As a group, the 2,223 consensus facultative genes were represented in all 71,917 inferred singlets (range of consensus facultative genes per inferred singlet: 9 – 2,096; median: 227), totaling ∼39.5M UMIs arranged into ∼23.6M non-zero gene × singlet UMI tallies (1-valued: 67.6%; 2-valued: 19.0%; 3-valued: 6.7%, 4 + -valued: 6.7%) for an occupancy rate of 23.6M ÷ [2,223 × 71,917] ∼14.8% within the consensus facultative block of the integrated expression matrix. Following gene stratification by SALSA (Figure 7D), we reduced the integrated expression dataset to 623 Profiler genes, expressed by 64,891 high-confidence inferred cells (i.e., 90.2% singlet retention rate). Conversely, this result also meant 7,026 initially inferred singlets dropped out from our analysis; upon further inspection, we found that inferred singlet dropouts within all specimens consistently accrued more UMIs (median UMIs per singlet within specimens: 2,767–3,638) than their retained counterparts (median UMIs per singlets within specimens: 372–757) (Figure 7E). Given their large differences in total UMIs per barcode compared to retained singlets, our analysis suggests that singlets dropped out after gene stratification with SALSA likely represent multi-cell barcodes that exhibit similar UMI counts for profiler genes than single-cell barcodes, but go on to fail signal-to-noise filtering because their normalized expression rates are overly “diluted” by their high UMI counts. This observation would also suggest single cell RNA-seq datasets contain apparent single-cell barcodes that are unrecognizable from high-confidence single-cell ones by total-UMI-per-cell diagnostics alone unless (and until) they are statistically sieved through signal-to-noise filters based on normalized gene expression rates.

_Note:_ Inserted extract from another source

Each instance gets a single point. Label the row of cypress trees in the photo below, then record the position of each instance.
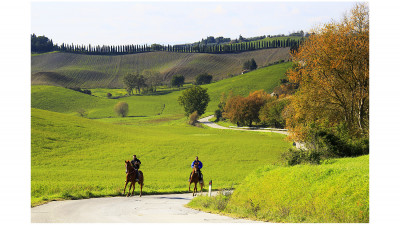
(188, 48)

This is an important, but otherwise inconspicuous, distinction between high-confidence and apparent single-cell barcodes that SALSA and few (or no other) scRNA-seq processing methods currently available can discern, through agnostic and systematic gene stratification, by unsupervised scRNA-seq expression analysis.

Based on data from the 623 integrated profiler genes expressed among the 64,891 total cells we recognized in Macosko’s retina dataset [specimen 1: 6,311 cells (9.7% of total), specimen 2: 10,054 (15.5%), specimen 3: 7,526 (11.6%), specimen 4: 12,576 (19.4%), specimen 5: 11,313 (17.4%), specimen 6: 6,888 (10.6%), specimen 7: 10,223 (15.8%)] SALSA identified 18 agnostic cell clusters that matched transcriptional profiles of 10 distinctive and previously reported cell subpopulations in the mouse retina (Figure 7F; Macosko et al., 2015), as shown by the expression patterns of cell type-enriched landmark genes among 64,618 (99.6%) of the total cells integrated by SALSA (Figure 7G; Furukawa et al., 1997; Jeon et al., 1998; Koike et al., 2007; Puthussery et al., 2010; Sarin et al., 2018). Overall, we found that rod and cone photoreceptor cells accounted for the two most abundant subpopulations among cells expressing landmarks [Rod: 41,242 cells (63.8% of cells expressing landmark genes); Cone: 6,945 (10.7%)]; in term of relative abundance, photoreceptor cells were followed by rod bipolar [R-BP: 4,145 (6.4%)], horizontal [Hz: 2,918 (4.5%)], amacrine [Am: 2,599 (4.0%)], endothelial [End: 2,129 (3.3%)], retinal ganglion [RG: 1,712 (2.6%)], and cone bipolar cells [C-BP: 1,121 (1.7%)], and finally by two mixed-phenotype fractions: one expressing landmark genes for microglia and astrocytes [Mic/Ast: 953 (1.5%)]; and another expressing fibroblast and Müller glia signatures [Fib/MG: 854 (1.3%)].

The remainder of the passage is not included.